Unsurprisingly, dominant ratings providers such as MSCI, Morningstar – owner of Sustainalytics – and London Stock Exchange Group – owner of FTSE Russell and Refinitiv – were among the largest opponents to ratings regulation, instead favouring non-binding principles of good conduct.
Interestingly, the FCA added to the debate in September with its ‘Dear CEO’ letter, which noted it would further scrutinise the construction and labelling of ESG benchmarks as the subjective nature of how data and ratings are turned into investment products could create a “trust deficit” in passive ESG funds. Last year, the Treasury considered bringing data and ratings providers within the scope of FCA regulation.
As it stands
After a trying but necessary year of reflection, it is clear investor enthusiasm for ESG and the EU’s SFDR has been tempered.
In March, the Brown Brothers Harriman annual ETF investor survey found SFDR article classifications were the number one tool used by professionals when selecting ESG ETFs.
This paints a very different picture to asset flows in Q2 with investors appearing to lose faith in Article 8 products after pulling €30.3bn, according to data from Morningstar.
This exodus likely owes to a lack of gatekeeping on Article 8, with 700 products switching to the ‘light’ green category over the first nine months of 2022 alongside zero downgrades to Article 6 – prompting Morningstar to note 23% of Article 8 funds now do not meet the criteria of an ESG fund.

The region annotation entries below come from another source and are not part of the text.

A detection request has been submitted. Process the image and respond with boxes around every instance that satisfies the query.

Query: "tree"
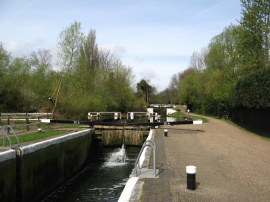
[52,22,84,112]
[239,0,270,72]
[28,50,53,109]
[137,79,155,104]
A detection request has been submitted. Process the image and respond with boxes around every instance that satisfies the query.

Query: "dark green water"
[44,147,140,202]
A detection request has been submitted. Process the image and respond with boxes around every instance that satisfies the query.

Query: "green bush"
[234,68,270,109]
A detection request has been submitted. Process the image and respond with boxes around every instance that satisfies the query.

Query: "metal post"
[25,113,29,131]
[7,115,10,134]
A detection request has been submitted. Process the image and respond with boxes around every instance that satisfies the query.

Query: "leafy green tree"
[52,22,84,112]
[239,0,270,72]
[137,79,155,104]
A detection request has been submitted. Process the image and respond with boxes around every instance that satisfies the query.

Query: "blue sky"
[0,0,241,90]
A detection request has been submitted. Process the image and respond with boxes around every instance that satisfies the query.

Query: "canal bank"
[122,118,270,202]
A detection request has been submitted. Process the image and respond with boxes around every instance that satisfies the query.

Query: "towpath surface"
[140,118,270,201]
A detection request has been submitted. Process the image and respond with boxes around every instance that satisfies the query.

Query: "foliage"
[137,79,156,104]
[175,0,270,116]
[234,68,270,109]
[0,22,135,119]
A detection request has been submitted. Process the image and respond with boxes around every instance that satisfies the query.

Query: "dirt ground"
[163,118,270,201]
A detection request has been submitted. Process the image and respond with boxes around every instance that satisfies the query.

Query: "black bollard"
[164,129,168,137]
[186,166,196,190]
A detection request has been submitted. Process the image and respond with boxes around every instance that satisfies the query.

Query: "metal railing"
[0,125,20,148]
[0,126,11,148]
[134,140,157,177]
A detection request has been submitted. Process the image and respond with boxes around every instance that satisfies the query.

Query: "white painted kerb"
[139,130,153,168]
[118,177,139,202]
[0,149,16,162]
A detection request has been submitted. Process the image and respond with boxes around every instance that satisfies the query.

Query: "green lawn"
[0,130,67,146]
[169,112,208,123]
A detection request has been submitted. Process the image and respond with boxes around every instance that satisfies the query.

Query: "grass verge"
[169,112,208,123]
[0,130,67,146]
[225,119,270,142]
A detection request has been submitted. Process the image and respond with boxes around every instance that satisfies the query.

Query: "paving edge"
[118,130,154,202]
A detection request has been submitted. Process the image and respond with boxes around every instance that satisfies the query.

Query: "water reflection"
[44,147,140,202]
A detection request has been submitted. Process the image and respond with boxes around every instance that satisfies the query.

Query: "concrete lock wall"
[0,129,93,201]
[102,130,146,146]
[0,149,16,201]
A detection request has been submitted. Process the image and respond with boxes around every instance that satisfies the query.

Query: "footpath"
[139,118,270,202]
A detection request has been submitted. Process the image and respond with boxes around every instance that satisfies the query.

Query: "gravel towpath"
[141,118,270,201]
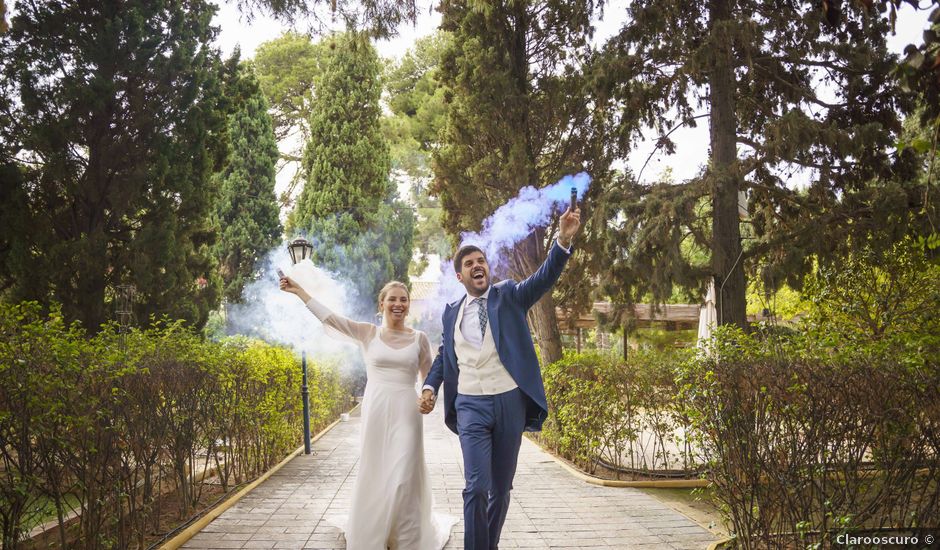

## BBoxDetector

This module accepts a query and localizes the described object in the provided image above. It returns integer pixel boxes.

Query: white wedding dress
[307,299,457,550]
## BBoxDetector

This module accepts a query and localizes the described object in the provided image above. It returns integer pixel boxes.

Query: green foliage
[251,32,326,144]
[594,0,925,325]
[383,31,450,178]
[541,350,697,476]
[431,1,610,362]
[382,31,451,275]
[288,33,414,314]
[680,244,940,547]
[804,239,940,365]
[212,66,281,302]
[236,0,418,38]
[679,327,940,548]
[0,0,225,331]
[288,33,389,232]
[0,303,350,548]
[251,32,328,205]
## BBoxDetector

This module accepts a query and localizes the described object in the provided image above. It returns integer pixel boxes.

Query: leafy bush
[540,350,696,473]
[0,303,350,548]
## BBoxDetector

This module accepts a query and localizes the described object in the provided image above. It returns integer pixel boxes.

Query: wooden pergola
[555,302,766,354]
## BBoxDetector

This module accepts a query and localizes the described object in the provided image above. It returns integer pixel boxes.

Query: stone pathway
[184,407,715,550]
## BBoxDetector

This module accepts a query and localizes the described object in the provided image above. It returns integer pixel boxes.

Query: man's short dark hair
[454,244,486,273]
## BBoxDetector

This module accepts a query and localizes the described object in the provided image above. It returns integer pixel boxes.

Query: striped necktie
[473,298,487,338]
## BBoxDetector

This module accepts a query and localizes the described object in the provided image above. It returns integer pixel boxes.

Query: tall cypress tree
[596,0,918,327]
[0,0,225,330]
[213,65,281,302]
[432,0,609,368]
[288,33,414,310]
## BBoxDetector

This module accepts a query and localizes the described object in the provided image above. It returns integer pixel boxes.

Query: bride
[280,277,456,550]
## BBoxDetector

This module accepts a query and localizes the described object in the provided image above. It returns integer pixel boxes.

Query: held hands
[418,390,435,414]
[558,207,581,248]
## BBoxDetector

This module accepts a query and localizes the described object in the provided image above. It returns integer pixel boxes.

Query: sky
[214,2,930,190]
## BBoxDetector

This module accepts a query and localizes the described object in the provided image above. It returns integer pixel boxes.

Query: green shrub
[0,303,350,548]
[540,350,696,473]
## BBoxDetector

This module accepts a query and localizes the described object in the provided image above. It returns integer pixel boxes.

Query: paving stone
[184,407,715,550]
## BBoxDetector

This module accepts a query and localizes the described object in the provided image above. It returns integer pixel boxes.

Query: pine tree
[288,33,414,314]
[213,65,281,302]
[432,0,609,363]
[251,32,329,206]
[0,0,225,331]
[595,0,916,327]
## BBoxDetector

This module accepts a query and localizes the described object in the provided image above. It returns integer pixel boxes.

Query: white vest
[454,300,518,395]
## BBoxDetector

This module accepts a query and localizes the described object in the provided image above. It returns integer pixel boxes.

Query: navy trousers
[454,388,526,550]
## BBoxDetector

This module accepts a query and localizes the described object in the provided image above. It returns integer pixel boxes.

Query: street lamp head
[287,239,313,265]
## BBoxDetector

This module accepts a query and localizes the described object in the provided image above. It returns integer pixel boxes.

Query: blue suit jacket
[424,242,570,433]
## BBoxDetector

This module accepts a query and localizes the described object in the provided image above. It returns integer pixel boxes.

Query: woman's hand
[280,277,310,304]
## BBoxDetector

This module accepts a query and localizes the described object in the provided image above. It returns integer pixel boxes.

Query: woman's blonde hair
[379,281,411,312]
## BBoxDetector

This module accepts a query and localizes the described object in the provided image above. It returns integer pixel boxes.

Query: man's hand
[558,207,581,248]
[418,390,435,414]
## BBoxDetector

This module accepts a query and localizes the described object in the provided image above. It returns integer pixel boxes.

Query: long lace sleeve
[307,298,376,345]
[418,332,432,384]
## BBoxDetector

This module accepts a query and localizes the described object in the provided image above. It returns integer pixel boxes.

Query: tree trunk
[709,0,747,329]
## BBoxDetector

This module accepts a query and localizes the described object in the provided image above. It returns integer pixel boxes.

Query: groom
[419,208,581,550]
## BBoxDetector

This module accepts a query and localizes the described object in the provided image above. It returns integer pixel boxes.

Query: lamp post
[287,239,313,265]
[287,239,313,455]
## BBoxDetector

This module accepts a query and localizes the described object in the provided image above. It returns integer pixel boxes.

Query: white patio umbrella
[697,279,718,349]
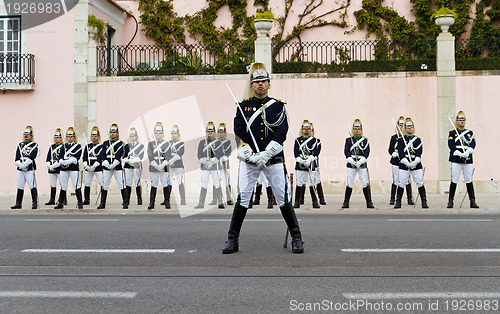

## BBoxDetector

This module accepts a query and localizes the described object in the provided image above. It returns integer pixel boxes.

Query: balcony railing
[97,39,500,75]
[0,54,35,85]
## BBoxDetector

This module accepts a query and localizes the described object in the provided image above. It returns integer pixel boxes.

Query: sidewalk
[0,190,500,215]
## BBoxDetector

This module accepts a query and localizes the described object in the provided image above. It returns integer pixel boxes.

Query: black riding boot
[194,188,207,209]
[418,185,429,208]
[179,183,186,205]
[163,185,172,209]
[342,186,352,208]
[75,188,83,209]
[45,187,57,205]
[125,186,132,209]
[222,203,247,254]
[394,186,405,208]
[446,182,457,208]
[82,186,90,205]
[54,190,66,209]
[389,184,398,205]
[215,187,225,209]
[309,186,320,208]
[10,189,24,209]
[97,188,108,209]
[266,186,274,209]
[465,182,479,208]
[363,185,375,208]
[316,182,326,205]
[280,202,304,254]
[406,183,415,205]
[148,186,157,209]
[208,185,217,205]
[31,188,38,209]
[253,184,262,205]
[120,188,128,209]
[135,185,142,205]
[293,185,300,208]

The hope is ‘level two’ of SFDR will be a moment of reckoning for greenwashing culprits which are not able to live up to the criteria for Article 8 and 9 membership based on more granular reporting requirements, however, there is a possibility that reporting on the majority of ETFs falls short, which could force regulators to backtrack.
It also bears remembering that to remain aligned, SDR will likely have to implement its own phase two in due course. Even if this is done successfully, the transition period of the EU’s Benchmark Regulation (BMR) ends in January 2024, meaning all non-BMR-compliant indices will be inaccessible to EU investors. ESMA expects more index administrators in the UK to apply for recognition but at present, only 3% of third-country indices used in the EU have BMR authorisation.
Elsewhere, the IFRS’s slower-moving ISSB has issued two disclosure standards on sustainability-related financial information and climate-related disclosures. ESMA said the EU’s regional and IFRS’s international frameworks must “go hand-in-hand” but unfortunately, the ISSB has more of a single materiality focus versus the EU’s double materiality approach to ESG.
One hope is the European Single Access Point (ESAP) – a free-to-access portal of corporate data to be launched in 2024 – will feed into ESMA and create a machine-readable and standardised database for sustainability and more, however, this and the standardisation of ESG in Europe, remain a long way off.